Banda Aceh Madani Center atau Banda Aceh Convention Hall salah satu aset yang menjadi sengketa antara Pemkot Banda Aceh dengan Pemerintah Aceh | Foto: Boy Nashruddin Agus/SumateraPost.com

KOMISI Pemberantasan Korupsi (KPK) memfasilitasi penyelesaian permasalahan kepemilikan delapan aset antara Pemerintah Aceh dengan Pemerintah Kota (Pemkot) Banda Aceh.
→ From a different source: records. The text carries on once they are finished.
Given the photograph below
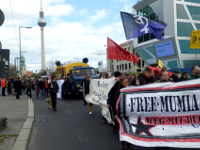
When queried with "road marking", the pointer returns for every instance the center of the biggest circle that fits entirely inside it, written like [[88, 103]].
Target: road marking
[[81, 135], [68, 112]]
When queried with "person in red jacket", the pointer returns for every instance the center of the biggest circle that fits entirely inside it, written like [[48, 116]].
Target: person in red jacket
[[3, 85]]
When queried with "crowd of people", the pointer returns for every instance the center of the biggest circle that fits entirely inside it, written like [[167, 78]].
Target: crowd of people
[[49, 86], [125, 80]]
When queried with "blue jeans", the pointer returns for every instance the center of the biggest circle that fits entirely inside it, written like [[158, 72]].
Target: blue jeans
[[18, 94], [42, 92]]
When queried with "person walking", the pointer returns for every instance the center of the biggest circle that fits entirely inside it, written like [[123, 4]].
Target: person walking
[[42, 86], [28, 87], [8, 85], [18, 88], [123, 83], [111, 99], [65, 88], [86, 91], [46, 87], [3, 86], [53, 91]]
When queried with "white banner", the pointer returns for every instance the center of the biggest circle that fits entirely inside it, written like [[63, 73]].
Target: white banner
[[59, 94], [161, 115], [98, 95]]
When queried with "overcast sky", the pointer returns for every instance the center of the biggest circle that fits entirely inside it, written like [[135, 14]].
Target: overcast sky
[[75, 28]]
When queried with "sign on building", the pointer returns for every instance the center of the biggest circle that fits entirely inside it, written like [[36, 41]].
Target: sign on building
[[195, 39]]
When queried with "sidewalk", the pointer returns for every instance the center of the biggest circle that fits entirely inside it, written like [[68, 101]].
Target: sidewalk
[[16, 111]]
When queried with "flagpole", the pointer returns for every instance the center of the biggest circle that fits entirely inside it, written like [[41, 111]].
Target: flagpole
[[196, 58], [129, 49]]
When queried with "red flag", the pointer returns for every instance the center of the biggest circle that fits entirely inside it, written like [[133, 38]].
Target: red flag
[[117, 52]]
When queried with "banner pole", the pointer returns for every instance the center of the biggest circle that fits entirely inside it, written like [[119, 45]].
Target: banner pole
[[196, 57], [129, 49]]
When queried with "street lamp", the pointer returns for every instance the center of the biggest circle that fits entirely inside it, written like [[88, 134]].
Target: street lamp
[[27, 27]]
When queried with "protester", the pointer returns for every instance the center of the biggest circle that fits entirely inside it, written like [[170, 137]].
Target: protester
[[123, 83], [65, 88], [46, 87], [86, 90], [42, 86], [183, 77], [147, 77], [53, 91], [18, 88], [28, 87], [195, 73], [3, 86], [111, 99], [8, 85], [164, 77], [174, 77]]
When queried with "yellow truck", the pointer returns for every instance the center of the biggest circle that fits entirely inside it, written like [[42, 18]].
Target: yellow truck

Delapan aset tersebut saat ini berada di wilayah Kota Banda Aceh.

Guna mencari penyelesaian atas aset yang tumpang tindih tersebut, KPK mengundang Gubernur Aceh Nova Iriansyah dan Wali Kota Banda Aceh Aminullah Usman untuk bertemu di Gedung Merah Putih, Kuningan, Jakarta, Kamis, 11 Februari 2021.

“Kami berdiri di tengah untuk mendorong penyelesaian masalah tumpang tindih aset ini. Kita akui, administrasi pencatatan aset masih lemah. Aset perlu didata, dikelola, dan dimanfaatkan. Jadi, kami berharap bisa membantu menyelesaikan permasalahan ini,” kata Deputi Koordinasi dan Supervisi KPK Herry Muryanto dalam sambutannya.

Dalam pertemuan yang berlangsung sejak pukul 09.00 WIB itu, akhirnya disepakati penyelesaian terkait tumpang tindih delapan aset senilai total Rp51,63 Miliar tersebut, yaitu tiga aset diserahkan kepada Pemprov Aceh dan lima aset lainnya diambil-alih oleh Pemkot Banda Aceh.

Dengan rincian, tiga aset yang menjadi milik Pemerintah Aceh terdiri atas bangunan gedung Banda Aceh Madani Education Center (BMEC) atau Banda Aceh Convention Hall seluas 30.017 meter persegi dengan sertifikat Hak Pakai Nomor 10 Tahun 1993, tanah dan bangunan Rumah Budaya seluas total 2.339 meter persegi hasil pengadaan dari Anggaran Pendapatan dan Belanja Aceh (APBA) Tahun 2009, serta Pelabuhan Penyeberangan Ulee Lheu.

Sedangkan, lima aset yang disepakati diambil alih Pemkot Banda Aceh, terdiri atas Stadion H. Di Murthala seluas 17.692 meter persegi menurut sertifikat atas nama Pemkot Banda Aceh Tahun 2009, SD Negeri 47 Banda Aceh seluas 2.280 meter persegi yang merupakan bagian dari tanah milik Pemprov Aceh seluas 204.420 meter persegi yang diperuntukkan sebagai Stadion Harapan bangsa, tanah dan rumah dinas Wali Kota Banda Aceh seluas 1.181 meter persegi hasil pengadaan tanah Pemprov Aceh melalui APBA Tahun 2007.

Kemudian, pasar Almahirah Lamdingin seluas lebih kurang 2,6 hektar yang merupakan bagian dari tanah milik Pemprov Aceh seluas 7 hektar, serta tanah dan bangunan Cold Storage Lampulo seluas 2.280 meter persegi yang berada dalam kompleks Pelabuhan Perikanan Samudera (PPS) Kutaraja milik Pemprov Aceh dengan luas 51,6 hektar.

Gubernur Aceh Nova Iriansyah mengatakan, pada prinsipnya persoalan tumpang tindih aset antara pihaknya dengan Pemkot Banda Aceh harus dituntaskan secepatnya. Dia minta jajaran birokrasinya segera bisa menyelesaikannya paling lambat akhir Maret 2021.

“Kami sudah bersepakat, lima aset diserahkan ke pemerintah kota, tiga ke pemerintah provinsi. Yang penting adalah follow up-nya. Dan semoga selambat-lambatnya bulan tiga ini sudah selesai. Pada prinsipnya, bila diminta, kita berikan saja. Yang penting aset itu tidak diam saja, bisa dimanfaatkan oleh Pemkot. Selama skema pemanfaatannya sudah ada dan jelas, kita serahkan saja,” ujar Nova.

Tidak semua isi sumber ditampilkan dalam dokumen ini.